Ambulance dispatchers in 'hectic and unhealthy' office, MPP Fife says
Staff can't take breaks, are denied vacation time Fife says in letter to Christine Elliott
Cambridge ambulance dispatchers have a "hectic and unhealthy" work environment with managers telling them to skip breaks, says Waterloo MPP Catherine Fife.
In a letter to Ontario Health Minister Christine Elliott dated April 3, Fife says she's concerned the province isn't doing enough to improve the operations for ambulance dispatchers. The letter also appeared in the regional council agenda on April 17.
"The front-line Cambridge staff in Hamilton have told me that the workplace is hectic and unhealthy," Fife wrote.
"Staff are unable to take breaks and are being denied vacation time. This has led to staff taking stress leave, and has caused a shortage of 20 Cambridge dispatchers."
She says dispatchers who continue to work, do so with "aging and subpar technology."
As well, Fife says, managers were told 12 new people would be hired by March 17 but that hasn't happened.
The Cambridge ambulance dispatch office closed in December due to a staffing shortage and operations were moved to Hamilton. Initially there were concerns Hamilton's dispatch office didn't have the technology to properly pinpoint 911 call locations.
[The province is] confident in the ongoing efforts to ensure the community's needs are being met.- Hayley Chazan , ministry spokesperson
There are investigations underway by the region and the Ministry of Health after reports an ambulance was sent to the wrong location in Waterloo region, resulting in a 16 minute delay.
That technology was updated in January.
CBC Kitchener-Waterloo reached out to Elliott for comment on Fife's allegations, that staff are not getting breaks or vacation. Her spokesperson Hayley Chazan said in an email that the province is "monitoring the situation closely to ensure that Hamilton and Cambridge continue to have access to speedy emergency health services and are confident in the ongoing efforts to ensure the community's needs are being met."
Chazan said the Hamilton Central Ambulance Communications Centre (CACC) is working to hire more dispatchers and the Ministry of Health is working with the centre to "ensure that all shifts are adequately staffed and, in recognition of the stresses of the job, that vacation requests are approved."
She noted that since January, 93 per cent of vacation requests have been filled successfully.
"We remain committed to supporting staff and are holding weekly meetings with the Hamilton CACC to protect these vital services," Chazan wrote.

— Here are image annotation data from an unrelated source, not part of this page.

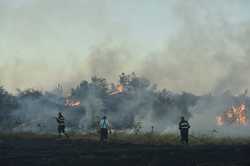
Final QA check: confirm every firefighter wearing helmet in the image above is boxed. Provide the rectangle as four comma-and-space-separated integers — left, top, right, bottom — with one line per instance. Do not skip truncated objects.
179, 116, 190, 144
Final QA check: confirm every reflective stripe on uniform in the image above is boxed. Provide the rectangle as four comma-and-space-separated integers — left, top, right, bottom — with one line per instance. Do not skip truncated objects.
100, 119, 108, 129
180, 122, 189, 129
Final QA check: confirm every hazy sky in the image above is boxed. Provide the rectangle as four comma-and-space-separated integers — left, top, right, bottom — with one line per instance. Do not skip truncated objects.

Warren "Smokey" Thomas, president of the Ontario Public Service Employees Union (OPSEU) which represents the dispatchers, said not enough is being done to help the people working the high-stress job at the Hamilton centre.
When any politician [says] we're confident we'll meet the needs, that means they're not meeting the needs.- Warren 'Smokey' Thomas, OPSEU
"We're trying to get the ministry to do what they're supposed to do," he said.
When asked if he thought the ministry was meeting the needs of the community, he said no.
"When any politician [says] we're confident we'll meet the needs, that means they're not meeting the needs and probably they don't have a clue how to do it," he said.
"I don't have any faith at all in that kind of a statement," he added. "I've heard that hundreds of times in my career and that usually means they haven't done anything and they don't plan on doing anything."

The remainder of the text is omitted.